Average amount outstanding - commercial paper (based on daily outstanding balances) (a)
$
107

Average amount outstanding - revolving credit facility (based on daily outstanding balances) (a)
$
55

Weighted average interest rates - commercial paper (a)
1.28
%
Weighted average interest rates - revolving credit facility (a)
2.07
%
__________
(a)
Averages for the Revolving Credit Facility are for the first 29 days of the year after which all borrowings were through the CP Program.

The Revolving Credit Facility contains customary affirmative and negative covenants, such as limitations on certain liens, restrictions on certain transactions, and maintenance of a certain Consolidated Indebtedness to Capitalization Ratio. Under the Revolving Credit Facility, our Consolidated Indebtedness to Capitalization Ratio is calculated by dividing (i) Consolidated Indebtedness, which includes letters of credit, certain guarantees issued and excludes RSNs by (ii) Capital, which includes Consolidated Indebtedness plus Net Worth, which excludes noncontrolling interests in subsidiaries and includes the aggregate outstanding amount of the RSNs.
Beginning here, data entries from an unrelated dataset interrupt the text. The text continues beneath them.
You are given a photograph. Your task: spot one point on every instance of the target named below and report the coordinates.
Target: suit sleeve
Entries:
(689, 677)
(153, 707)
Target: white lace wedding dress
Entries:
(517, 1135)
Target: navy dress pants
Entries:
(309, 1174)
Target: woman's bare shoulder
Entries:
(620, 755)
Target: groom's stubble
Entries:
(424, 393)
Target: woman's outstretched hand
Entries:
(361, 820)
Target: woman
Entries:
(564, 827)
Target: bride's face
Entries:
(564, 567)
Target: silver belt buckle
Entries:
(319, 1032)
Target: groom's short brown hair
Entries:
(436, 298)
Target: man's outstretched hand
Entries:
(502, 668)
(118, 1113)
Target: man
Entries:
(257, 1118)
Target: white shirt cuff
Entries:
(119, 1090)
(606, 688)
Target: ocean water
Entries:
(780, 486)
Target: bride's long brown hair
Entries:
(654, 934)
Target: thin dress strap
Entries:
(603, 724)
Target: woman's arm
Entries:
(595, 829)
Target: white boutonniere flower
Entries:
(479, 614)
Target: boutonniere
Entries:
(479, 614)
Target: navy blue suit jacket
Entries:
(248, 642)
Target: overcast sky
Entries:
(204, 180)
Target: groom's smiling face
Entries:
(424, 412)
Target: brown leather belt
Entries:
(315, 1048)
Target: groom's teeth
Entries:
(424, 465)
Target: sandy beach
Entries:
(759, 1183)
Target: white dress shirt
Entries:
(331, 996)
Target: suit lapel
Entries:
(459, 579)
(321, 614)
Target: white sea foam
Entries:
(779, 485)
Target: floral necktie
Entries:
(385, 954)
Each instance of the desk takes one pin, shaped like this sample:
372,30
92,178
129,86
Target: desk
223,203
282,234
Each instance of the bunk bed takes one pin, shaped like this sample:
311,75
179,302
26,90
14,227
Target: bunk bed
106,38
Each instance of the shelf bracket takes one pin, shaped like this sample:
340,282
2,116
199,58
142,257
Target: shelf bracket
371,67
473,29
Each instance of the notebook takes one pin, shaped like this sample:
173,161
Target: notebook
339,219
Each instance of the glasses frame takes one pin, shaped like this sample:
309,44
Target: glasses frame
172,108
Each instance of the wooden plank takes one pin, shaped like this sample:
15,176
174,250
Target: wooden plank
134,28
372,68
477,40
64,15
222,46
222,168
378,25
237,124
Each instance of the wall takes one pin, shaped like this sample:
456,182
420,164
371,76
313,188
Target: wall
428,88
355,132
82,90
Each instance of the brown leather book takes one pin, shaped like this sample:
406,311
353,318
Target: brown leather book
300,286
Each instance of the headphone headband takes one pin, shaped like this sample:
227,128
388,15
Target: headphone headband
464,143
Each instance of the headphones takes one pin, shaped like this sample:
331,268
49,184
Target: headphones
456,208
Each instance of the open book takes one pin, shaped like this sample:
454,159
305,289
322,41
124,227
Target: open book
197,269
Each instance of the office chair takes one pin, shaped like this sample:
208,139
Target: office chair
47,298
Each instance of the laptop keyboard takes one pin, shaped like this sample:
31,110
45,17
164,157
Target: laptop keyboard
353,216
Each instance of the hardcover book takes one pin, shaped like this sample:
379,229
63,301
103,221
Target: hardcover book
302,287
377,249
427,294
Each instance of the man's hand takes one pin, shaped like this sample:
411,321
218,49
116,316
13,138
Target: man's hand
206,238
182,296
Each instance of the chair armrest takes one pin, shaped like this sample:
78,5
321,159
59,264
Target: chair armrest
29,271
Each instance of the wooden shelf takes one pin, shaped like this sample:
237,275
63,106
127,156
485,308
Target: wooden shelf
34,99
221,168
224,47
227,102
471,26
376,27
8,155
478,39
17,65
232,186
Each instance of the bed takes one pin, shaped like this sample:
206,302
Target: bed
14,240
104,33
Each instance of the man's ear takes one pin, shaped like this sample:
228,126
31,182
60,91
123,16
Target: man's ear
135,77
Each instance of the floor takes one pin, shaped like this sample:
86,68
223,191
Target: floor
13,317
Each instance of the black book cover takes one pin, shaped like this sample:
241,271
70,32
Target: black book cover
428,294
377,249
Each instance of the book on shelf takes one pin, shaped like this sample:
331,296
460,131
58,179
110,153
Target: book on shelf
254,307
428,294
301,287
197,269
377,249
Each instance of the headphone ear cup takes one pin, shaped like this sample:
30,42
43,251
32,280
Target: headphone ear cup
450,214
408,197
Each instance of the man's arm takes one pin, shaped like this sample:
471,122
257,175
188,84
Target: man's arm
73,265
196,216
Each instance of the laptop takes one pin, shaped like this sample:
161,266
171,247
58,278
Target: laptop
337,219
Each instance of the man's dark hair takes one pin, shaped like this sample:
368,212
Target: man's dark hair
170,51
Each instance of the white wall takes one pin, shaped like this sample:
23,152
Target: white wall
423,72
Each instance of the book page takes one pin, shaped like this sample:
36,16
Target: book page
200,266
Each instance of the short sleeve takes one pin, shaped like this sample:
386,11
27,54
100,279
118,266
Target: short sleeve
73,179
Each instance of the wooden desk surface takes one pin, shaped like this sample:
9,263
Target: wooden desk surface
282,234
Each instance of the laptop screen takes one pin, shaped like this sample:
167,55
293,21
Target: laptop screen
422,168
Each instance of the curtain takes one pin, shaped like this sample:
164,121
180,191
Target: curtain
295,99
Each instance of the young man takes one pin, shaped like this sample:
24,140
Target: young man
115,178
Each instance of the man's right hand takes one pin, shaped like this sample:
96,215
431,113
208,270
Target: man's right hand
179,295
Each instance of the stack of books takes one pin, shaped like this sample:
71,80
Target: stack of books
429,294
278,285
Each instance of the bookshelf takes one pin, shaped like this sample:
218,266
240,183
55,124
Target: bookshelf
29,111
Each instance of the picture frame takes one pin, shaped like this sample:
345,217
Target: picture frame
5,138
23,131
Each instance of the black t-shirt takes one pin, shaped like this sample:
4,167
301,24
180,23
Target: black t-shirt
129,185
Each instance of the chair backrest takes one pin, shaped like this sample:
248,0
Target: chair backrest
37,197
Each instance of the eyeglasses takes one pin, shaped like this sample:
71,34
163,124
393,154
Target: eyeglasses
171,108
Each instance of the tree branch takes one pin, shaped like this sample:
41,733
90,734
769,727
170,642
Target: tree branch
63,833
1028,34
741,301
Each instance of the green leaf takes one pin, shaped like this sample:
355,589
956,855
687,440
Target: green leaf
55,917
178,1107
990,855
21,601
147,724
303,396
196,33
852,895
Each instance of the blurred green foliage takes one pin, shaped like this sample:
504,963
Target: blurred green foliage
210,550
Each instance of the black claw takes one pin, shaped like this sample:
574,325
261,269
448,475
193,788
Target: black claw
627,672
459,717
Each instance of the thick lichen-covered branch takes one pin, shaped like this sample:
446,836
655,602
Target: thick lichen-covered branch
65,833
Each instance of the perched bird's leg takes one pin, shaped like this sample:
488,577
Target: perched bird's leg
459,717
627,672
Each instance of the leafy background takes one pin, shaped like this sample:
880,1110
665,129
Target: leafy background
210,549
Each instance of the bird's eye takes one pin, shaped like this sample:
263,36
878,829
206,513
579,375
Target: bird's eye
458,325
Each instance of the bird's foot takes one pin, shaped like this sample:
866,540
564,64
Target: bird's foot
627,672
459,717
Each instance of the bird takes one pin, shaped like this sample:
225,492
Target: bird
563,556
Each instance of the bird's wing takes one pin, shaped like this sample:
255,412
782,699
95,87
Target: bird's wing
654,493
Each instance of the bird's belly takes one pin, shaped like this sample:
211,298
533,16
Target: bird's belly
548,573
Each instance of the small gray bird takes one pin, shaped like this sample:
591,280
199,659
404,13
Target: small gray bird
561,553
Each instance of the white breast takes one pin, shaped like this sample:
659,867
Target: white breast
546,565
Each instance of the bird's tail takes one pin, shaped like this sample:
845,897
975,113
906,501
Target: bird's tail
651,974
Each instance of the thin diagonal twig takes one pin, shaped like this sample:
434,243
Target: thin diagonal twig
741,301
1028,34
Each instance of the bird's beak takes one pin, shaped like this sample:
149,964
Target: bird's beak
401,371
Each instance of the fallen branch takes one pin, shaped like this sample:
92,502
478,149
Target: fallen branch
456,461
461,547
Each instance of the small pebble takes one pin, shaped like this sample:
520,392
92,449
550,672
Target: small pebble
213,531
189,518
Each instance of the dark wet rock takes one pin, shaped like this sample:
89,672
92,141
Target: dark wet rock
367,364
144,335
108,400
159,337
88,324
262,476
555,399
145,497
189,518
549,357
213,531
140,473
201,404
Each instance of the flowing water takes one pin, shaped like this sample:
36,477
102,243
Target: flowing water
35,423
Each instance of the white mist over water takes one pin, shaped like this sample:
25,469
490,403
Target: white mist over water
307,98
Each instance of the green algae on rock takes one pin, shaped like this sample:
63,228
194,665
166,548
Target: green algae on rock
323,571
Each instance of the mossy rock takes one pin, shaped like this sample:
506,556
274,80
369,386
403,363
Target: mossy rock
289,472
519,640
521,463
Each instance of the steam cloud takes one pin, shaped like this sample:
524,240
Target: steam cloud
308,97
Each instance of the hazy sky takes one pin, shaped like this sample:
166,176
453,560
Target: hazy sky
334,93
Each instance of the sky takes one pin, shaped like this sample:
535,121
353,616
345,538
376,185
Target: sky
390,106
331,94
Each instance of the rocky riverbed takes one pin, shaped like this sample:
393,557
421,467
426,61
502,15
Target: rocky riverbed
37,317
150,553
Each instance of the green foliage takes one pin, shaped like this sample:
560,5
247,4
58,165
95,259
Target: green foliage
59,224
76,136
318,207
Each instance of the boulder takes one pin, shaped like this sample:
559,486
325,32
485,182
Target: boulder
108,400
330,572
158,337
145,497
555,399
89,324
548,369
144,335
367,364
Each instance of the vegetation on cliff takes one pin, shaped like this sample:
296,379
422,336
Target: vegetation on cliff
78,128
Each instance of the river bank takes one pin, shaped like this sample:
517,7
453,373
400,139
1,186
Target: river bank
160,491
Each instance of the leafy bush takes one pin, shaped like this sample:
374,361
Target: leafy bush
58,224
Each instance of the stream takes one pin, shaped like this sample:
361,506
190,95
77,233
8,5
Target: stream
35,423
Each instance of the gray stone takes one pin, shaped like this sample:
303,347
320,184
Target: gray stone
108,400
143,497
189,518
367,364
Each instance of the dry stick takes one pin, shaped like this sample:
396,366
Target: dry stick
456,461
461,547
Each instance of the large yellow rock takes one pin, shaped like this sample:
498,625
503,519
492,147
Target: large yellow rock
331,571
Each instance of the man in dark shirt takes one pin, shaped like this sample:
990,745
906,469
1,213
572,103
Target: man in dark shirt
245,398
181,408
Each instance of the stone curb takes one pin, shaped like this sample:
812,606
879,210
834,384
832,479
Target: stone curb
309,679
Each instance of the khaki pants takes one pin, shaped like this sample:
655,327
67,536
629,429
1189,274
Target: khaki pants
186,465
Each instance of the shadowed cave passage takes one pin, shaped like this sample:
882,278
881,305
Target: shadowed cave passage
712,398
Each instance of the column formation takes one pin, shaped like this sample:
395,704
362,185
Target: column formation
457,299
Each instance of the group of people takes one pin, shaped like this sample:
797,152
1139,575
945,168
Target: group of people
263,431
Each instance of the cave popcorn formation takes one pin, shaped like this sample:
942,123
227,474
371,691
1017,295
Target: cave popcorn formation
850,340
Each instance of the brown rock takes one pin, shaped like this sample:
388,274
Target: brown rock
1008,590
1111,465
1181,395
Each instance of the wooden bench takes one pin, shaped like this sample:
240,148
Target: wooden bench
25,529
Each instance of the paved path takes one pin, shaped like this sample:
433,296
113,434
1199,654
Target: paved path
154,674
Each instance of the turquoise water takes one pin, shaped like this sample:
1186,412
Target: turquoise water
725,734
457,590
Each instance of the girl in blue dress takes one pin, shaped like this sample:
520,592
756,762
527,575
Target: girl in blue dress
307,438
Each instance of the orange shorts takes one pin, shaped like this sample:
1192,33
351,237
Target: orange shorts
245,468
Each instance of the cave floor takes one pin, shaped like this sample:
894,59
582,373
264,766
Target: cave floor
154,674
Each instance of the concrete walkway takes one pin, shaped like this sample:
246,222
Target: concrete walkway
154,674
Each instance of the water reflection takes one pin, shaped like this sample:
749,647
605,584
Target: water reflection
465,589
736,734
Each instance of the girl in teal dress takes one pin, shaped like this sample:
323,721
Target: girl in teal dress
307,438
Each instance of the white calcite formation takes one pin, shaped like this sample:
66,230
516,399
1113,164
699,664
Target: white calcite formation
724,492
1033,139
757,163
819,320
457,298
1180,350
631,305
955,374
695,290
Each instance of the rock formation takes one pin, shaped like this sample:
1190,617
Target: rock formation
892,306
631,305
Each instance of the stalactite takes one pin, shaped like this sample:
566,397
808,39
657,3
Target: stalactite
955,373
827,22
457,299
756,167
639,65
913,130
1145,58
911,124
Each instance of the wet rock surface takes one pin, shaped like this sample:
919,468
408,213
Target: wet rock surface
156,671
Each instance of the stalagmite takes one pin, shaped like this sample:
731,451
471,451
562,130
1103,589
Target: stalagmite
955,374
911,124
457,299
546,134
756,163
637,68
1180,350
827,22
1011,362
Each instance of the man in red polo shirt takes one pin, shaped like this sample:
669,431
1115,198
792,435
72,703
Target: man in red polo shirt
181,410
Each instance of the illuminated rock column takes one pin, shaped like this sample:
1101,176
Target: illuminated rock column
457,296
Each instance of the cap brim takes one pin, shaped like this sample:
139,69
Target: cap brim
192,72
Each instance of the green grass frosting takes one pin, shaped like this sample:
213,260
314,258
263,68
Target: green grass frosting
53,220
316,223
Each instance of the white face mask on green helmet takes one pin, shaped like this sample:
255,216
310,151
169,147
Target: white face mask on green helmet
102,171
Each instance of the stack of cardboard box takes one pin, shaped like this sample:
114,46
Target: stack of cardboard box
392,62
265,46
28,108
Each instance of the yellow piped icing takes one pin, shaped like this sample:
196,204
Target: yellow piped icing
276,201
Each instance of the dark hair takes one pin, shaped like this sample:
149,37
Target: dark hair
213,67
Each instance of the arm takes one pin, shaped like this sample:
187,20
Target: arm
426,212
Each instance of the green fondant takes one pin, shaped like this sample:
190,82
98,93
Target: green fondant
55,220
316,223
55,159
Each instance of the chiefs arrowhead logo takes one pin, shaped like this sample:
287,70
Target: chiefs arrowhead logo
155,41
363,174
Subject to applicable cure periods, a violation of any of these covenants would constitute an event of default that entitles the lenders to terminate their remaining commitments and accelerate all principal and interest outstanding. We were in compliance with these covenants as of September 30, 2017.


69



The Revolving Credit Facility prohibits us from paying cash dividends if a default or an event of default exists prior to, or would result after, paying a dividend. Although these contractual restrictions exist, we do not anticipate triggering any default measures or restrictions.

Financing Activities

Financing activities for the nine months ended September 30, 2017 consisted of short-term borrowings from our Revolving Credit Facility and CP Program. We also made principal payments of $50 million each on May 16, 2017 and July 17, 2017 on our Corporate term loan due August 9, 2019. Short-term borrowings from our CP program were used to fund the payments on the Corporate term loan. On August 4, 2017, we renewed the ATM equity offering program initiated in 2016 which reset the size of the ATM equity offering program to an aggregate value of up to $300 million. We did not issue any shares of common stock under our ATM equity offering program.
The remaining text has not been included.